Mom and Dad phoned us once from Pittsburgh, our sister wasn’t at the address she’d given them, there was no way to reach her. My mother said with some concern, “A black man came to the door when we knocked.” They called the cops, filed a report, both of them probably fearing that she’s at the bottom of one of Pittsburgh’s rivers—they have three of them. They also have Lebanon bologna, thank God, and Benzel’s pretzels, and headcheese, and Yeungling beer.
Shitwad and I have the house to ourselves, the golf course is closed for the season, and we’re working at McTigue’s, stocking shelves from midnight to seven. Shitwad’s anxious to go meet up with Mom and Dad. He looks for the bear every morning after work.
There he is. We see him. Pawing at a tree. Up on his hind legs now, the bear fucks without seduction.

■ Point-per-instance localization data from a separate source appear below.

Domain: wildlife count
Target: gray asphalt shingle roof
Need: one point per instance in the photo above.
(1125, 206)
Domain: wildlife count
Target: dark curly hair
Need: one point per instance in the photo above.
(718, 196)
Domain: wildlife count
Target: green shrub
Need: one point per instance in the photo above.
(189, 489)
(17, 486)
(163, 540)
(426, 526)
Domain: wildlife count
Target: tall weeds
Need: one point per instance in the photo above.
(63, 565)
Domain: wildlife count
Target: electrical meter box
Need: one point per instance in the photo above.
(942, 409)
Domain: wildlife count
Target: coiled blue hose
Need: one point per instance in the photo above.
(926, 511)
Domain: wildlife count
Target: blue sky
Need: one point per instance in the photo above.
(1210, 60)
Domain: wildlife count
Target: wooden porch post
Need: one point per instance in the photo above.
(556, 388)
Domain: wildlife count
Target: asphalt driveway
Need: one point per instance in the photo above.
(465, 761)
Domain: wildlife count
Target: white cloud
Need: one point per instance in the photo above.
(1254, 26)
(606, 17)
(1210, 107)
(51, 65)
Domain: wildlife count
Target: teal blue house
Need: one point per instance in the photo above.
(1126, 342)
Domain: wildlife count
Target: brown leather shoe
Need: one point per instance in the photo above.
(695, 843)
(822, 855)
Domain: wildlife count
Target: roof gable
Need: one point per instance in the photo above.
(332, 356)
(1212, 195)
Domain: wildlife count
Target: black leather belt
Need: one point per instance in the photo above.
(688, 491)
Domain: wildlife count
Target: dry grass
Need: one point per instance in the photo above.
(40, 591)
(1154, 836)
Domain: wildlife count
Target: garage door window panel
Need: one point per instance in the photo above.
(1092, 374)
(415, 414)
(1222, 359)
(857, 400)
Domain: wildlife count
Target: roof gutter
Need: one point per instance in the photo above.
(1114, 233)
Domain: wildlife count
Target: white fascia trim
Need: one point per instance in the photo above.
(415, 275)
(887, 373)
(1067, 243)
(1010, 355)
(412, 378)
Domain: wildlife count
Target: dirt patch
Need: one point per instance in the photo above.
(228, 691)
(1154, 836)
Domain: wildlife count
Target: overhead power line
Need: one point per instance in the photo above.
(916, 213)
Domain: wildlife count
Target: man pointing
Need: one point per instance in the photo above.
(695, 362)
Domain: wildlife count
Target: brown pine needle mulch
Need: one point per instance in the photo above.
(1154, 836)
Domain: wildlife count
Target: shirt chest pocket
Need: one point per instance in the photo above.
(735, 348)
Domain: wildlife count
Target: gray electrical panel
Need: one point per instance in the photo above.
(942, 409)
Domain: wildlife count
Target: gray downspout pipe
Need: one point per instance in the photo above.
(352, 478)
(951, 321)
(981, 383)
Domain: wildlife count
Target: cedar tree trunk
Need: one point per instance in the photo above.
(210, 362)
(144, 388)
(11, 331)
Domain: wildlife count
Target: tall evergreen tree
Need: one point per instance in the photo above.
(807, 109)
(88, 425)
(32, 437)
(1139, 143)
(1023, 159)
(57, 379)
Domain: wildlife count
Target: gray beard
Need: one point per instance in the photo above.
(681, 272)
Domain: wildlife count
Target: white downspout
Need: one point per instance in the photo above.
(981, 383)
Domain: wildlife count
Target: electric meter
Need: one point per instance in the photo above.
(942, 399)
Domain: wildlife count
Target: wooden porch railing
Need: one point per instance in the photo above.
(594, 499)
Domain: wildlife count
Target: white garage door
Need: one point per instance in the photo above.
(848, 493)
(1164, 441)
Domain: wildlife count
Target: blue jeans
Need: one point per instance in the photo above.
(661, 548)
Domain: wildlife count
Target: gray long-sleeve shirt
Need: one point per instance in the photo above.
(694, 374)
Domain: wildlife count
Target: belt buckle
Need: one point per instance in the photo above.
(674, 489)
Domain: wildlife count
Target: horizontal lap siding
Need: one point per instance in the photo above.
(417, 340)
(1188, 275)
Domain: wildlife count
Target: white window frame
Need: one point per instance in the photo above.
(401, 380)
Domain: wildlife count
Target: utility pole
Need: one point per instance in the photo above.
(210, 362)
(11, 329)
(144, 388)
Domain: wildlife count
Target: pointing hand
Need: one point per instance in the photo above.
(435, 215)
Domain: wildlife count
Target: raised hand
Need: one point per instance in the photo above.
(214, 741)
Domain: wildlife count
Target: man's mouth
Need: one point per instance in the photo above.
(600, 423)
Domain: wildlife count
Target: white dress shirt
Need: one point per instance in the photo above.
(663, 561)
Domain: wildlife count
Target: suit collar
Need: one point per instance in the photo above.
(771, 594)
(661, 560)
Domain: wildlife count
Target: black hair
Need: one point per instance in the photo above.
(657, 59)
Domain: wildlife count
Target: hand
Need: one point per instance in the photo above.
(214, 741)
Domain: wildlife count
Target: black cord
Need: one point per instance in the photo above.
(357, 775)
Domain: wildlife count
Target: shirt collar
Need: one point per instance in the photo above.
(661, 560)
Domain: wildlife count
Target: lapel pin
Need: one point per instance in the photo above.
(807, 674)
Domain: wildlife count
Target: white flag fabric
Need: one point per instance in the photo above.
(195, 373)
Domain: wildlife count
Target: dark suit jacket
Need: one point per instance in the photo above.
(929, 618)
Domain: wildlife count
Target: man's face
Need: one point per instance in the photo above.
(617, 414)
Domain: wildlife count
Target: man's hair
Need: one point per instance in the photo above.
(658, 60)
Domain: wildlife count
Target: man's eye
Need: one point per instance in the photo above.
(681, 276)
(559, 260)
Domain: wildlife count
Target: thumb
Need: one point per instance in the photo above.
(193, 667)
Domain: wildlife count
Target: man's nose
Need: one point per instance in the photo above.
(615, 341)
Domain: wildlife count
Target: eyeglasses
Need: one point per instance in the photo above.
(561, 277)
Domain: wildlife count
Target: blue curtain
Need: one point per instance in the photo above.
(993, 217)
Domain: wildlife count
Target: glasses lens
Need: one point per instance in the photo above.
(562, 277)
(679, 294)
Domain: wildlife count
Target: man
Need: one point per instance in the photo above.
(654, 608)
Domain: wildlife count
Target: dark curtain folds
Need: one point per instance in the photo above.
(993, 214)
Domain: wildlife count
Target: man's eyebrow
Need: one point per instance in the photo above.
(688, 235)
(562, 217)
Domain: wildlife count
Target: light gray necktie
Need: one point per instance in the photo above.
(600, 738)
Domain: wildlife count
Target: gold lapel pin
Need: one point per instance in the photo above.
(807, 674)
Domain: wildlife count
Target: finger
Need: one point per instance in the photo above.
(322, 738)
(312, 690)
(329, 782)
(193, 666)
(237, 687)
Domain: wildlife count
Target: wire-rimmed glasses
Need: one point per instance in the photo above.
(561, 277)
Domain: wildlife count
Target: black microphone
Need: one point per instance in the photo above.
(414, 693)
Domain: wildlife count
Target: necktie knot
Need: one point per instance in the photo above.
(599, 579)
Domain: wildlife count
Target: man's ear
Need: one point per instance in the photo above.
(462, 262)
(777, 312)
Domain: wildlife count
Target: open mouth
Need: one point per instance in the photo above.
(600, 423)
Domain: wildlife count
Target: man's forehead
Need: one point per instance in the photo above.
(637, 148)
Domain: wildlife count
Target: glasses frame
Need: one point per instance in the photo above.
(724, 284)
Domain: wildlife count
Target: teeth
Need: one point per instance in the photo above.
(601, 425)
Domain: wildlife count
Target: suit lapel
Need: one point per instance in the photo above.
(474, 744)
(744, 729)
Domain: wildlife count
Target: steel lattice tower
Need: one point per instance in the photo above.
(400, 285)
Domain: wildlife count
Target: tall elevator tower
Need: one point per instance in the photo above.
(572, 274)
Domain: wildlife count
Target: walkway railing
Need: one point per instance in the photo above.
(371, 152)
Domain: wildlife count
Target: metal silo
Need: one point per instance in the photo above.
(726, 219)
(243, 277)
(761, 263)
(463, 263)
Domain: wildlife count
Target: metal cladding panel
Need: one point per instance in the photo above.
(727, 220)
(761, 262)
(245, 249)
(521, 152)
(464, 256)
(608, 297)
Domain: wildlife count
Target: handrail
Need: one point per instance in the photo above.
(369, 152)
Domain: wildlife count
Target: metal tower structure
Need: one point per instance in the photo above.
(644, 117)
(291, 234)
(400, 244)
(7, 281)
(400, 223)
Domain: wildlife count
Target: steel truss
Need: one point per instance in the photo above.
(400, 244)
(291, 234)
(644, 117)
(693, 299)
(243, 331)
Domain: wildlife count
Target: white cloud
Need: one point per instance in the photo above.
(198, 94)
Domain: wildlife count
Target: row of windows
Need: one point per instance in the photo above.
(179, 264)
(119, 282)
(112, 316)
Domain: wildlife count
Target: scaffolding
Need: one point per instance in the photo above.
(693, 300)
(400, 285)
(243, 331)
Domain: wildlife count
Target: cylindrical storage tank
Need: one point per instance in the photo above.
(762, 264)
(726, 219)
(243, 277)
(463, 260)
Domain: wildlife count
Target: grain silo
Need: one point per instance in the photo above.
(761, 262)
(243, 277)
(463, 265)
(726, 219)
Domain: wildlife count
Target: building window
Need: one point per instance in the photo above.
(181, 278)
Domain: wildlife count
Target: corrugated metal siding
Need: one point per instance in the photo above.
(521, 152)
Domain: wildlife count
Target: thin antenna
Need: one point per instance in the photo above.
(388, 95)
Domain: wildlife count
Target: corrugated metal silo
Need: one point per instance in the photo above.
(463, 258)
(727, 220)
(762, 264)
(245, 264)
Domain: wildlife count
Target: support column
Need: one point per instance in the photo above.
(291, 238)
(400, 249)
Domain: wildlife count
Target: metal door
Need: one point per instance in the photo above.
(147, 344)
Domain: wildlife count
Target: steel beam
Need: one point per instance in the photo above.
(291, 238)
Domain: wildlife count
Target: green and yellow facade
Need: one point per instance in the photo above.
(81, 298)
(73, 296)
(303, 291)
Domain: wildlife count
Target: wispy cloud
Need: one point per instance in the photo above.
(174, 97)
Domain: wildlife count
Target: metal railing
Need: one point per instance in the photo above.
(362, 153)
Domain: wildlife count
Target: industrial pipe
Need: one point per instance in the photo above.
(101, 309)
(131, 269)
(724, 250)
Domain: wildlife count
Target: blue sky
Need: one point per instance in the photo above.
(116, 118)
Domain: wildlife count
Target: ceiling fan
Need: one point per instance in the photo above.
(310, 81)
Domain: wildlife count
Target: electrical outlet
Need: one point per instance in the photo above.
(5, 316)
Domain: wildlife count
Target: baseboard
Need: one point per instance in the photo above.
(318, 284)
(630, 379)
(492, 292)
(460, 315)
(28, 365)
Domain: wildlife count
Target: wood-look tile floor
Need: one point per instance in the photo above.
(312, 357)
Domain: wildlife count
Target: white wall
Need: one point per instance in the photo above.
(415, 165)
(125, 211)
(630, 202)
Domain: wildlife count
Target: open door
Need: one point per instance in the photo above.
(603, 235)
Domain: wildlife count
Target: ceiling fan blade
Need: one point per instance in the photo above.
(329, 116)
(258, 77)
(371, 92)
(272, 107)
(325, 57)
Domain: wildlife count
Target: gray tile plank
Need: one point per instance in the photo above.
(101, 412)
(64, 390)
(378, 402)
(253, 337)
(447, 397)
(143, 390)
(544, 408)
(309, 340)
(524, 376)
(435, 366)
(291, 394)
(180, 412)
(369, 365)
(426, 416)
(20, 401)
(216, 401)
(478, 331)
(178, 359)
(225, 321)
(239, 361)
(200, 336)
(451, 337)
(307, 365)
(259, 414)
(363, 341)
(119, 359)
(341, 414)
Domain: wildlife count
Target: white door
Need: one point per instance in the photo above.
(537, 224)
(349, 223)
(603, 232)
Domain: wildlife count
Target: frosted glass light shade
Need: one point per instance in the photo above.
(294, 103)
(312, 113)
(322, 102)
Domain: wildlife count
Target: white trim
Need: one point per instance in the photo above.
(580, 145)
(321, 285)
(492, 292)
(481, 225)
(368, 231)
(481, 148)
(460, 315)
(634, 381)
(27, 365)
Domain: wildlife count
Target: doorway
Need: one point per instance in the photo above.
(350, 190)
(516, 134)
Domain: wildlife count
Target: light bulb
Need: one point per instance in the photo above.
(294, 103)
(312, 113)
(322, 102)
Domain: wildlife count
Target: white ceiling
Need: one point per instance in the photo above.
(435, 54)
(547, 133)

Shitwad smiles. He’s using a shotgun now. We could use the thousand dollars, we could use a little more summer. He clicks the safety off. A breeze moves his hair so it flaps against his eyebrows. In a few months he will tell me that he’s a faggot, and that he knows faggots aren’t welcome here. Then he’ll go.
As he looks through the sights I say, “Kaahumanu, Kaahumanu, Kaahumanu.” He tells me to shut up; I visualize an imperfect shot. Miss, I say to myself. Miss.